Veteran Pro Challenge spectator Zack Frisch, an Aspen native who now lives in Denver, arrived at the Independence Pass summit about two hours before the event and asked, “Where is everyone?”
Crowd members speculated that the lack of established professionals reduced interest and that the cold, windy conditions at the summit changed minds about attending. Some race fans have insisted that the U.S. Forest Service’s ban of camping at the summit and its approaches ruined a good thing from the first year of the event, when the ban wasn’t in place.
Martha Moran, recreational staff manager for the Aspen-Sopris Ranger District, said the decision was the right one for the sake of the high-altitude ecosystem.
“If we had allowed that (camping), it would have been trampled,” Moran said. “It wasn’t sustainable.”
The Forest Service has promoted its campgrounds with race fans and made special allowances for roadside camping at places such as the Lower Lost Man Loop Trailhead. The Difficult, Weller and Lost Man campgrounds filled Tuesday evening, she said.
Camping restrictions weren’t a bother for Dwayne Dilley of Texas.
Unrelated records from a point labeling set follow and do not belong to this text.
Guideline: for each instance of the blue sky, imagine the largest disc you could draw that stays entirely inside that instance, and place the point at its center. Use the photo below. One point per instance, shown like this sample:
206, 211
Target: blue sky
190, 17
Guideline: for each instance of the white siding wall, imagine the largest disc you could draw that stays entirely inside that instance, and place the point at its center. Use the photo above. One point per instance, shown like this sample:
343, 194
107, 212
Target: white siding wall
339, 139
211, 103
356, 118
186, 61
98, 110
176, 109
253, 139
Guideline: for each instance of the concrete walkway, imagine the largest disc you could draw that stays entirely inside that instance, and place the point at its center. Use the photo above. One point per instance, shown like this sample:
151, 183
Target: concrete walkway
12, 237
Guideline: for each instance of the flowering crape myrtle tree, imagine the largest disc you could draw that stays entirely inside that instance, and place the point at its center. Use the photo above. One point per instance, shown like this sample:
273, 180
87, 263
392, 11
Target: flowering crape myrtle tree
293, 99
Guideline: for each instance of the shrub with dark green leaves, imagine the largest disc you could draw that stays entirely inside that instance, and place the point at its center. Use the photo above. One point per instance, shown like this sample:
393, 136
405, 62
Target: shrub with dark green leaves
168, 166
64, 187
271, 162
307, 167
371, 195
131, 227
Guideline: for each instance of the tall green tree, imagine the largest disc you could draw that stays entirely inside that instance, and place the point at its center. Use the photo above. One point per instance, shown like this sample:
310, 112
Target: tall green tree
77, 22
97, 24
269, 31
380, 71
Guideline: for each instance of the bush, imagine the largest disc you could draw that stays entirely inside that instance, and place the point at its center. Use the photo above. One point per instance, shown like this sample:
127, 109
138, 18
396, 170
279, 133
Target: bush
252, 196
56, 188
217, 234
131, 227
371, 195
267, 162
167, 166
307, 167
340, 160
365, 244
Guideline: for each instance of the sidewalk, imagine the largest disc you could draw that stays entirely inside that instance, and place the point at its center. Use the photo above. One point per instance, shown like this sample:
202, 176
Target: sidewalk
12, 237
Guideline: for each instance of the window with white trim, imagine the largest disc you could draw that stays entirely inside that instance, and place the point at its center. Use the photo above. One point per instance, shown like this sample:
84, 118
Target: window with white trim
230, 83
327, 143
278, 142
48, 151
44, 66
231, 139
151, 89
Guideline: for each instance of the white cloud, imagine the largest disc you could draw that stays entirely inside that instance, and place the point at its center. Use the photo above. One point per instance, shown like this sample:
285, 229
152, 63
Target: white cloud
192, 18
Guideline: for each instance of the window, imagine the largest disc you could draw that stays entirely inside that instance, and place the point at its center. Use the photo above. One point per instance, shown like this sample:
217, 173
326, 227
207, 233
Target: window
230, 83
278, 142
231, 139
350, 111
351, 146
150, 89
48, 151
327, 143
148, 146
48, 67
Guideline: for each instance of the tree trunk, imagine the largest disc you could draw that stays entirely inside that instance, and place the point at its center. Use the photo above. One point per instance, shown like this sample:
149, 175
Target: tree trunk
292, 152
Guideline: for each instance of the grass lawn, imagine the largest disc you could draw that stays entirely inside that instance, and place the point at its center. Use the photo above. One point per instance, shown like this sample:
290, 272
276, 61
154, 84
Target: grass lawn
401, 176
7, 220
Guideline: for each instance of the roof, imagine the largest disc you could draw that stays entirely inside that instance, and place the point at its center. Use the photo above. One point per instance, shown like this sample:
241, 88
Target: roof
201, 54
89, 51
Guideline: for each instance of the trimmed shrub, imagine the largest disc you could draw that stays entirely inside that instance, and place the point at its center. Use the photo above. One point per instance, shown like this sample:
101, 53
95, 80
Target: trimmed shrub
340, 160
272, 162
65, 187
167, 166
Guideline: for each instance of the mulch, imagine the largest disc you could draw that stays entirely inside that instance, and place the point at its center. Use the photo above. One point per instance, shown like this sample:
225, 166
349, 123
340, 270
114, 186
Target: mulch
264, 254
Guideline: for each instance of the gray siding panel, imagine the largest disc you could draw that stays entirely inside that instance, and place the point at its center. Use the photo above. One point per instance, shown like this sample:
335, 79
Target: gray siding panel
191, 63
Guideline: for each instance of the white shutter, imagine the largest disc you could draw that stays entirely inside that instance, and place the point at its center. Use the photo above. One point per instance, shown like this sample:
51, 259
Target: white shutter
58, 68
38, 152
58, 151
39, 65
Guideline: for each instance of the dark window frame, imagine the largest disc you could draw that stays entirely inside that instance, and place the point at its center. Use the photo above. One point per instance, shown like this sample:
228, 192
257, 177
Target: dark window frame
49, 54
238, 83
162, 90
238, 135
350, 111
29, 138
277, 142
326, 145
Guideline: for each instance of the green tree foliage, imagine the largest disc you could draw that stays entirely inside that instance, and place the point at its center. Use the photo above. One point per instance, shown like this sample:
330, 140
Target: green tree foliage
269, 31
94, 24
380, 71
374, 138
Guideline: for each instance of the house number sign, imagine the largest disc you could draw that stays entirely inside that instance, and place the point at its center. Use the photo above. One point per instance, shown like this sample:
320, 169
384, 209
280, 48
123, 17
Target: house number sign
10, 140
He and a friend plan to follow the stage race all week and camp at strategic spots along the way. They camped near Twin Lakes on Tuesday night to be close to Wednesday’s action. They rode their bikes from Twin Lakes, the town, to the summit.
Dilley said he and his buddy are big race fans and wanted to follow a pro race. Their vacation had an added benefit. “We get out of the Texas heat for a while,” he said.
Brian Hoffmeyer and Jayson VanShura, friends from Denver, were camping and following the tour for the fourth time in its five years.
“We call it man-cation,” Hoffmeyer said. They party with some of the same people each year, though they don’t get together with them other than at the race. It’s good bonding time, Hoffmeyer said, and a good chance to drink some beer.
VanShura said he reserves the week of the Pro Challenge as quickly as possible on his company’s vacation calendar. He hopes the race continues well into the future. He sees it as a good way to learn about the up-and-coming professionals in pro cycling and to show them support.
Hoffmeyer and VanShura parked at the summit of Independence Pass, then rode 5 miles down the Twin Lakes side and back up to get a feel for the course.
“It lets you drink more beer,” Hoffmeyer said of the exercise.
Steady streams of riders came up both the Aspen and Twins Lakes sides of the pass to watch the race.
Dave Serke of Lafayette, Colorado, and his friends arrived at the summit at 9 a.m., found a spot a near the mobile DJ blasting tunes and started the party. Their dancing shifted into higher gears as the time for racers to arrive approached. By 1:30 p.m., they had attracted a fun-loving crowd just east of the Independence Pass summit.
The fun-loving crowd created a narrow passage way about an hour before the racers arrived. They danced, drank, joked with state troopers and rang cowbells as scores of recreational riders reached the top.